In a weekend posting on the company’s Web site, Yahoo said it was undertaking a deliberate review of Microsoft’s unsolicited offer to pay Yahoo shareholders either $31 in cash, or 0.9509 of a share of Microsoft common stock.
The review “will include evaluating all of the Company’s strategic alternatives including maintaining Yahoo! as an independent company,” the posting said. “A review process like this is fluid, and it can take quite a bit of time.”
In response to a frequently asked question about whether Yahoo would seek proposals from other companies, also posted on its Web site, the company said it was going to evaluate all options.
Analysts cited Comcast Corp (NasdaqGS:CMCSA – News), Viacom Inc (NYSE:VIA-B – News) and General Electric Co (NYSE:GE – News) among possible bidders, although they also said few companies had the balance sheet to compete with Microsoft or were as natural a fit for Yahoo.

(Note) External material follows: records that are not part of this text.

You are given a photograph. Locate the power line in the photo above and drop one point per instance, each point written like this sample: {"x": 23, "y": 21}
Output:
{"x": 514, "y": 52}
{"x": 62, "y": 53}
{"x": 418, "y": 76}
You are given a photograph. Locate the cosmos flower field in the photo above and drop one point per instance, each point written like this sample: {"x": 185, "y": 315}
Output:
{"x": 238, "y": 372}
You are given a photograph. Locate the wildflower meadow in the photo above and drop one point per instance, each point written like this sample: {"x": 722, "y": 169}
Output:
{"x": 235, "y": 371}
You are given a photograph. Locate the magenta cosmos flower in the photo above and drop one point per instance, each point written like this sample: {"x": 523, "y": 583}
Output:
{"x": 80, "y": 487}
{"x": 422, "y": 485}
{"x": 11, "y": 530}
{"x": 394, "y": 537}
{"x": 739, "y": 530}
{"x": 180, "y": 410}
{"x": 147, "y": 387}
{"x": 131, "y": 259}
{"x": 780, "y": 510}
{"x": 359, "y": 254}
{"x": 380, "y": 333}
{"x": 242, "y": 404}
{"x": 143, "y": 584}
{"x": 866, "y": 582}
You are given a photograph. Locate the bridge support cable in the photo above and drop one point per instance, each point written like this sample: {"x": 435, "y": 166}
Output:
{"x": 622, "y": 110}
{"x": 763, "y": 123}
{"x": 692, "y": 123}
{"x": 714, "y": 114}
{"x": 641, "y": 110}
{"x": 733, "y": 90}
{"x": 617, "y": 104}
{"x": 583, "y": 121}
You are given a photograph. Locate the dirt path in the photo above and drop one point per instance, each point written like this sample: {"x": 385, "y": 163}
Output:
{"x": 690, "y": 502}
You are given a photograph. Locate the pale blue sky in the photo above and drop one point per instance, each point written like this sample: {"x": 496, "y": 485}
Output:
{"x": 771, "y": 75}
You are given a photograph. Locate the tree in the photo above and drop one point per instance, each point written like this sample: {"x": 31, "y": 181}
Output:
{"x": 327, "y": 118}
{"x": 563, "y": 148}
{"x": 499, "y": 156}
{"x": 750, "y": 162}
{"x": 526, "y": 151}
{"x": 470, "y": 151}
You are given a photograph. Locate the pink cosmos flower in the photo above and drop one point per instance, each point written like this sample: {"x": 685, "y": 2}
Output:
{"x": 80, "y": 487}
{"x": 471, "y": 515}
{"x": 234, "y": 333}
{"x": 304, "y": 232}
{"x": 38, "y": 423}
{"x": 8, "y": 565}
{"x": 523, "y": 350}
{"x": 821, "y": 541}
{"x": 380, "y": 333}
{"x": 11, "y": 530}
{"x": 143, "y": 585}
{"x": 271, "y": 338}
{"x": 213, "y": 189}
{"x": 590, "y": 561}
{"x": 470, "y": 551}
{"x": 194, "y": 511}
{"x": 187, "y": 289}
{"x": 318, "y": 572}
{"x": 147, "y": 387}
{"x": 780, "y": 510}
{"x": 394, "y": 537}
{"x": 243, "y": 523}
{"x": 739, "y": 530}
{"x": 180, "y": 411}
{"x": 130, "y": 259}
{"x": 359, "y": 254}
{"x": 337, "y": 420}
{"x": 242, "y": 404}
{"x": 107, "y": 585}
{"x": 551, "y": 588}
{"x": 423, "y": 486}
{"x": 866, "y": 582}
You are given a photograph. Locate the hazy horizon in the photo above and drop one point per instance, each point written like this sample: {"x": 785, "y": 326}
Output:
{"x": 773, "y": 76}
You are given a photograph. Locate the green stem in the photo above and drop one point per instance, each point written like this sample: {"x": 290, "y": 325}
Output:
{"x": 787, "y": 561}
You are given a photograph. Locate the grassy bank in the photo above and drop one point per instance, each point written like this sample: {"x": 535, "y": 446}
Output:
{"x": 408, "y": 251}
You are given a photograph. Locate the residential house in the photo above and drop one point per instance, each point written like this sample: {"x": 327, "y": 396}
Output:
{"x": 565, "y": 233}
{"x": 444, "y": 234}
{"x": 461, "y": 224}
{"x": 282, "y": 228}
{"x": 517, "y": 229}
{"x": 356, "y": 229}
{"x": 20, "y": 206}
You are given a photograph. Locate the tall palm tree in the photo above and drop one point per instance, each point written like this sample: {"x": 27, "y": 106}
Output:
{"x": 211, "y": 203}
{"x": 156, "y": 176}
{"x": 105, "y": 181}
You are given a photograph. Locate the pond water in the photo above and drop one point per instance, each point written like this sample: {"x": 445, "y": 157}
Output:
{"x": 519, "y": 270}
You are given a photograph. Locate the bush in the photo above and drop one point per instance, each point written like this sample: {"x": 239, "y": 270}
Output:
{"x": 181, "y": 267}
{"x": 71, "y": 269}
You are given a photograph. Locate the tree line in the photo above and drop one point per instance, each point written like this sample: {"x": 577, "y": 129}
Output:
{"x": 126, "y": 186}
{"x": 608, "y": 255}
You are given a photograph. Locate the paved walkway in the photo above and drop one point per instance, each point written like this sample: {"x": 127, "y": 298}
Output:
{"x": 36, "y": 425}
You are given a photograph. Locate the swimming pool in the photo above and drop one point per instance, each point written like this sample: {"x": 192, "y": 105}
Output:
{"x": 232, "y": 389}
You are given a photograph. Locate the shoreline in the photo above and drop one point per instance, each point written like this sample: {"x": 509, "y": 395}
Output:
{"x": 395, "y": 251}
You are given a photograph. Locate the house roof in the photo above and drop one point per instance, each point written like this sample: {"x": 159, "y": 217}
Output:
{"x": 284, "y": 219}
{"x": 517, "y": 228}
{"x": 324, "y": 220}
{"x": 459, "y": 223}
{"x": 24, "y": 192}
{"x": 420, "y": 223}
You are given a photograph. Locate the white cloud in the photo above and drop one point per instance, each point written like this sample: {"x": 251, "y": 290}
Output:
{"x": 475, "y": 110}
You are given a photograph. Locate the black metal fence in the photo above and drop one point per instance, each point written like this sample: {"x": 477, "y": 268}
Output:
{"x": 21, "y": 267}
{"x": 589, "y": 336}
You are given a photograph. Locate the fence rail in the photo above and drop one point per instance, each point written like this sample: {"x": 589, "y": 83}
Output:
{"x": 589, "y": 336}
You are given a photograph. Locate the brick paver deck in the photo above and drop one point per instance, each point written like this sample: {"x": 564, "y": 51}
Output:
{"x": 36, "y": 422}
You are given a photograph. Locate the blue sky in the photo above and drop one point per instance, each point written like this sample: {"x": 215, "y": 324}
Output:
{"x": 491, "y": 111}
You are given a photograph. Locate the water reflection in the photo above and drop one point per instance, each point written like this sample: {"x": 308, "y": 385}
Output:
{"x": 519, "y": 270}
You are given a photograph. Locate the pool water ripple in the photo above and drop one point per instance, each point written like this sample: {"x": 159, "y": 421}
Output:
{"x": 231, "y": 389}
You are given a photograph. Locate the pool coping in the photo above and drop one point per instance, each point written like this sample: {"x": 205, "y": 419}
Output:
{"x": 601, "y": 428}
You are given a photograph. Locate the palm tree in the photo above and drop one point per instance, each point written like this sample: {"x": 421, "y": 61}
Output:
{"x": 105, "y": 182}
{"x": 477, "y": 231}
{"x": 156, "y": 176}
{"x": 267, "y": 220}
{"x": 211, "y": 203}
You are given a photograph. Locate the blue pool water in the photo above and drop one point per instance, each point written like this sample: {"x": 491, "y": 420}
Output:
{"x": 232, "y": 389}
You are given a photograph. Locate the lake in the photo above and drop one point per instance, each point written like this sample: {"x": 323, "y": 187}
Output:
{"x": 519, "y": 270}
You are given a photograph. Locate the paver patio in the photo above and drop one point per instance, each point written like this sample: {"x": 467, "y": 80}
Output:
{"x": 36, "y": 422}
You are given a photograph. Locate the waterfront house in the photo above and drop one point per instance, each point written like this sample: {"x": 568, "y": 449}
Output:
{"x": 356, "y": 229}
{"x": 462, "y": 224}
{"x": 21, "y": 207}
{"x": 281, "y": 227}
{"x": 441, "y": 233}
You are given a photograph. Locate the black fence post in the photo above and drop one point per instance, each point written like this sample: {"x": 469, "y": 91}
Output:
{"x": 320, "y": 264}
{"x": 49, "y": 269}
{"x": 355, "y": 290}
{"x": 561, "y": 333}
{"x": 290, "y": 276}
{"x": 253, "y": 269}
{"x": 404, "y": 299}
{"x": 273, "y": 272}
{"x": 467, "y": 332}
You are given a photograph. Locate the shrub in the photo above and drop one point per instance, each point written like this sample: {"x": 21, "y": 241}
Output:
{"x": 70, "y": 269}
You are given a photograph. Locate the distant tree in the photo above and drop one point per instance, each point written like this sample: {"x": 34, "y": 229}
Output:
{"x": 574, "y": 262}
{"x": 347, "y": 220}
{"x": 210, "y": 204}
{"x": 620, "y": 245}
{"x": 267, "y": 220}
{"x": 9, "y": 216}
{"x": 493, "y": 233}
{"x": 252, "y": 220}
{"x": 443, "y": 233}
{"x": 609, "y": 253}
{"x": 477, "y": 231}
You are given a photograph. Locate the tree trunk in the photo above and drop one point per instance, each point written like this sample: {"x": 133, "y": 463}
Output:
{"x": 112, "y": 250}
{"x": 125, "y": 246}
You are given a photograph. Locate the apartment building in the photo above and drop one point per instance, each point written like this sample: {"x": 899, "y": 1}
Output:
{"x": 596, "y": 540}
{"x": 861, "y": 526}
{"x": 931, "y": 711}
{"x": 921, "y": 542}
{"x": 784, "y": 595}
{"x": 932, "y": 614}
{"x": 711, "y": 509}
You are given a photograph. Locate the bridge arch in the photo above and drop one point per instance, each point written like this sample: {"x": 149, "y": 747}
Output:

Microsoft’s bold move to buy the Silicon Valley company would create a combined entity better able to respond to the growing dominance of Google Inc (NasdaqGS:GOOG – News) in Web search and digital advertising.
Microsoft said it has courted Yahoo for the last 18 months, but its earlier approaches were rebuffed and it decided to make its offer public to Yahoo shareholders.
Yahoo shares shot up about 48 percent to $28.33 on the news of Microsoft’s offer.